AllowedSystemConfiguration is the most comprehensive permission a user can have, granting full control over all broker configurations. For more granular control, consider using the additional user access properties AllowedUserManagement for user-related operations and AllowedAssetManipulation for managing assets.

What does AllowedUserManagement do?

Users with the AllowedUserManagement permission can perform the following actions:

  • Add New Users: Create new user accounts on the MQTT Broker.
  • Remove Users: Delete existing user accounts from the MQTT Broker.
  • Modify User Password: Change password for normal (non admin users).

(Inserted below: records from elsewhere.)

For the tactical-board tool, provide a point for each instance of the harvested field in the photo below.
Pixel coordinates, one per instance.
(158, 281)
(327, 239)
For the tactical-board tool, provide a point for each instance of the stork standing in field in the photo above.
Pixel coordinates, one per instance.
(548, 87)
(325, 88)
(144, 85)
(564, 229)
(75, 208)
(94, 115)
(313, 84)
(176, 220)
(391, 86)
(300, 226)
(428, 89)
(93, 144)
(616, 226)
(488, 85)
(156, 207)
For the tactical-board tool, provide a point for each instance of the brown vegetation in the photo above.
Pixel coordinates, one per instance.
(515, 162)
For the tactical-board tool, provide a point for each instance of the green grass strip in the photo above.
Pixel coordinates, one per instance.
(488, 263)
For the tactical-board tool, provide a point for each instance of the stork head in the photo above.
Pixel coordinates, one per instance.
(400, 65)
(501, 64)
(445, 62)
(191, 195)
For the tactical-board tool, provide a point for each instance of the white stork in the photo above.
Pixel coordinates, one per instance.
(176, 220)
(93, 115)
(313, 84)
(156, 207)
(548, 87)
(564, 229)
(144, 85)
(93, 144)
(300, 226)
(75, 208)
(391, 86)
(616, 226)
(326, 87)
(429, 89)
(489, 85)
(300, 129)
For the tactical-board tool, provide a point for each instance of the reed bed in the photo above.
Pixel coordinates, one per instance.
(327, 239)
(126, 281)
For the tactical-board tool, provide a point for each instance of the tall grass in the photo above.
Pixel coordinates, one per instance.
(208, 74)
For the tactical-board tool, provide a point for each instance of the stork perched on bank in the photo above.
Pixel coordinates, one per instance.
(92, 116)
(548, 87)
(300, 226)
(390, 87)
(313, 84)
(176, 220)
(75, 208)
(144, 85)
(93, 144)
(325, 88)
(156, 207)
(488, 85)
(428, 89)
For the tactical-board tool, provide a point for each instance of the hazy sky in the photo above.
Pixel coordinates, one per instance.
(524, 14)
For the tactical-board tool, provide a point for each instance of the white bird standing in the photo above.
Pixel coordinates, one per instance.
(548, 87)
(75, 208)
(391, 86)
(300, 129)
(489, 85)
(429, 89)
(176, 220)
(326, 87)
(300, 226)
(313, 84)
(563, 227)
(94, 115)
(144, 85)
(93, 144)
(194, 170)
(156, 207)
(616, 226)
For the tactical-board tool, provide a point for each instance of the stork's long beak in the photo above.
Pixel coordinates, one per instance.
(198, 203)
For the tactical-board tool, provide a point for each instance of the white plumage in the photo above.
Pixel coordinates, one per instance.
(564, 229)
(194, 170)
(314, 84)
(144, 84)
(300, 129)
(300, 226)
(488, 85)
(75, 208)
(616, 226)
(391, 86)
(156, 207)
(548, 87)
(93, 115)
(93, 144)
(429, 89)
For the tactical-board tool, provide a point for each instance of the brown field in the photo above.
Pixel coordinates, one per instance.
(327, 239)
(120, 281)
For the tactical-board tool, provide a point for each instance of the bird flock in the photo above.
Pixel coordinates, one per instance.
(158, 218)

Command Syntax for User Management

The following commands are available for users with AllowedUserManagement permissions:

  1. Adding a User: 

    -addUser <username> <password>

  2. Removing a User: 

    -removeUser <username>

  3. Changing User Password: 

    -changeUserPassword <username> <newPassword>

Behavioral Aspects of AllowedUserManagement

When a user attempts to subscribe to topics related to user management commands ($SYS/Coreflux/Cloud/Command or $SYS/Coreflux/Command), the broker checks the AllowedUserManagement permission:

  • Access to User Management Topics: Users with AllowedUserManagement can subscribe to and publish on topics dedicated to user management commands. This ensures that only authorized personnel can manage user accounts, enhancing the system's security.

  • Restricted Access to System Configuration: Unlike AllowedSystemConfiguration, the AllowedUserManagement permission does not allow users to alter system-wide settings or access the $SYS topic for broader system configurations. This limitation ensures that users can manage user accounts without affecting the system's operational parameters.

Security Considerations

  • Use of Secure Connections: Ensure that all user management commands are executed over secure connections (TLS/SSL) to prevent unauthorized access and ensure data integrity.

  • Regular Permission Audits: Regularly review and audit user permissions, especially for those with AllowedUserManagement, AllowedAssetManipulation and AllowedSystemConfiguration, to maintain a secure and efficient environment.

Why is this important?

Having access to the $SYS topic means the user can:

  1. Install Assets: Deploy new assets to the data hub, expanding its capabilities.
  2. Change Settings: Modify the operational settings of the data hub, tailoring it to specific needs.
  3. Update Configuration: Adapt the configuration of the MQTT Broker, ensuring it aligns with the desired operational parameters.
  4. Control Assets: Start, stop, or modify the behavior of assets running within the data hub.

A Word of Caution

Given the extensive control the $SYS topic provides, it's crucial to be judicious about which users have the AllowedSystemConfiguration parameter set to true. Granting this access means the user can make significant changes to the data hub's operation, which could impact its performance or security.

Always ensure that only trusted users have this permission. Regularly review user permissions to ensure that the data hub remains secure and operates as intended.

By understanding the significance of the AllowedSystemConfiguration parameter, you can effectively manage user permissions, ensuring a secure and efficient operation of your MQTT Broker and the broader Coreflux platform.